Get Started with Diagnostics#

What you will need

What you will get

  • Run a 60-second diagnostics capture, verify upload, and locate the log online

Warning

This feature is currently unavailable.

1 – Run a single-test experiment#

Execute a \(60s\) capture on robot [ROBOT]:

dts diagnostics run -H [ROBOT] -G my_experiment -d 60

Leave the session running until it terminates. A successful run ends with:

...
INFO:system-monitor:Pushing data to the cloud
INFO:system-monitor:Pushing to the server [trial 1/3]...
INFO:system-monitor:The server says: [200] OK
INFO:system-monitor:Data transferred successfully!
...

The line The server says: [200] OK confirms that the log reached the remote server.
If the upload fails, the data are discarded and the test must be repeated.

Visualize the results#

Open https://dashboard.duckietown.com/diagnostics.

Logs are indexed by Group, Subgroup, and hostname.

Selecting diagnostics test on the Duckietown Dashboard

Fig. 19 Selecting diagnostics test on dashboard.duckietown.com#

Tip — if no -S/--subgroup was supplied, the entry appears under default.

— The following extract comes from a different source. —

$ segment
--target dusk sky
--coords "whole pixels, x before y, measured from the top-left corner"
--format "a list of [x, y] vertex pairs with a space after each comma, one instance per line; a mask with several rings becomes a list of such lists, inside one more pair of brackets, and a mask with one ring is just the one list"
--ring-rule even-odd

One experiment, many tests#

When comparing configurations, run several tests inside one experiment using the -S/--subgroup flag.

Example from Running example:

# baseline at 20 Hz
dts diagnostics run -H [ROBOT] -G camera_frequency -S 20hz -d 60
# pushed to 30 Hz
dts diagnostics run -H [ROBOT] -G camera_frequency -S 30hz -d 60

On the Diagnostics page, select both 20hz and 30hz subgroups under Group = camera_frequency and compare the plots across the System, Resources, and other tabs.